What does this mean for me as a teacher?  It means I won't play down current issues of inequities,  media influences, environmental catastrophes, and other political/social problems.  It means that service-projects, narratives, stories, poetry, plays, speeches, music, and improvisation will be integral to learning because these are positive ways to create and build personal expression that's artistic and fun.

#9.  I cannot do this alone.  I've said it before and I know it's a cliche, but it really does take a village.

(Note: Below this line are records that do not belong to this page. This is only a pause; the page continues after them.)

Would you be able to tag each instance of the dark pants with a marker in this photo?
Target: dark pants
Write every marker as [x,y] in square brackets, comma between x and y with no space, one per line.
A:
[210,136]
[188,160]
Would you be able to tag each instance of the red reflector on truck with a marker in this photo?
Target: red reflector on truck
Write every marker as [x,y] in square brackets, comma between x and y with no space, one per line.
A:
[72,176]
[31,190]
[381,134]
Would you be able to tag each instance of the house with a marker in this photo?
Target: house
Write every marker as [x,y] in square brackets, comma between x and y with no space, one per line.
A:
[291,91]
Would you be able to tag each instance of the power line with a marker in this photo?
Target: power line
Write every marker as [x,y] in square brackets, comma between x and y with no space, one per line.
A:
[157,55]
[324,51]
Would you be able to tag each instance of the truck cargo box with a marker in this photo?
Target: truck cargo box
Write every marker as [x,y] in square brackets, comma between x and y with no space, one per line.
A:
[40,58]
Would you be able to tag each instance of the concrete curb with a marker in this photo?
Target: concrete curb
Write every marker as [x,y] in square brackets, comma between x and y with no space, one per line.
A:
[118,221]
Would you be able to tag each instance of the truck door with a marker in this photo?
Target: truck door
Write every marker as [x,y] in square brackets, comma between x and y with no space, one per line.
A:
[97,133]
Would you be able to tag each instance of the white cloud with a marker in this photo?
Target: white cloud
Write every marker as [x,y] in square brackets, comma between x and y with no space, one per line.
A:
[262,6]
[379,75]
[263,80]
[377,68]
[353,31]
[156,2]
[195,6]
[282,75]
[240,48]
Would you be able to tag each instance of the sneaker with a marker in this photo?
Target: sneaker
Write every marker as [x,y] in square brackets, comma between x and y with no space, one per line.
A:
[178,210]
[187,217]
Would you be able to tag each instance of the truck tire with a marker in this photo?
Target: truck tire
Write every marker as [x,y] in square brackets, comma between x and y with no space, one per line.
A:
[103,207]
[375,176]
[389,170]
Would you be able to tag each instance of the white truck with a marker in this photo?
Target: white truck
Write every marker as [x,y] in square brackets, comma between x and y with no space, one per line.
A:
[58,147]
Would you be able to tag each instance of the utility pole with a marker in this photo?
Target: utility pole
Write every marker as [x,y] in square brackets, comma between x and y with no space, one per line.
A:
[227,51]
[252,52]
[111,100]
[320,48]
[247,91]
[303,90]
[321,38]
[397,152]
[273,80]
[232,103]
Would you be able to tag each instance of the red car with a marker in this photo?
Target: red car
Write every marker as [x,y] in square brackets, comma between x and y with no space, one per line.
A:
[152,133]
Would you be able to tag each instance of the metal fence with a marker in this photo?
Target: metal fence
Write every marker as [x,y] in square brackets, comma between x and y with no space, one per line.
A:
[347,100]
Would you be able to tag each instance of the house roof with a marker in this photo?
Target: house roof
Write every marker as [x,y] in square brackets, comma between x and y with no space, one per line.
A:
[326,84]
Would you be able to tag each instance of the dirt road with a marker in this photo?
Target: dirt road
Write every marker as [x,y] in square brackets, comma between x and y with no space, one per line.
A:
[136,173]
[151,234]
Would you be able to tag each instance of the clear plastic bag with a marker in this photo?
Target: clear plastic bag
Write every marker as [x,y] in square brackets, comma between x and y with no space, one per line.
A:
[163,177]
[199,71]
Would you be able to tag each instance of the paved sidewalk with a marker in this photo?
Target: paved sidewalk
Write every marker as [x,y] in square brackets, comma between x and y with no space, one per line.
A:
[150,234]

What does this mean for me as a teacher?  It means I will need you to step up your game. Even if you're already there, consider going the distance.  Collect cell phones and anything portable and electronic and stick to the routine bedtime.  I really don't want to call you to tell you your kid spent first hour drooling on their desk.  Make sleep a priority - 8-10 hours will help your kid recover in time to build new learning muscles.  Reconsider the ebb and flow of your child's involvement in activities - periodic months off from all the hustle of sports and extra-curricular classes seems detrimental to them and to you, but seriously - they're young and life is long.

And finally . . .

I won't number this one because it comes down to the heart.  A packet of sharpened pencils, a Subway or local coffee gift card goes some of the way, but do you know what really matters? What really, really matters? 

Kindness.

A note of thanks, appreciation, or a flower from your garden.  Something simple and free to let me know that you get it. You get that teaching and parenting are demanding, and that through all the disillusionment and super high expectations on both ends, that something dope and cool and magical can happen and that's that your child and my student grows into being this really kind, resilient and independent kid.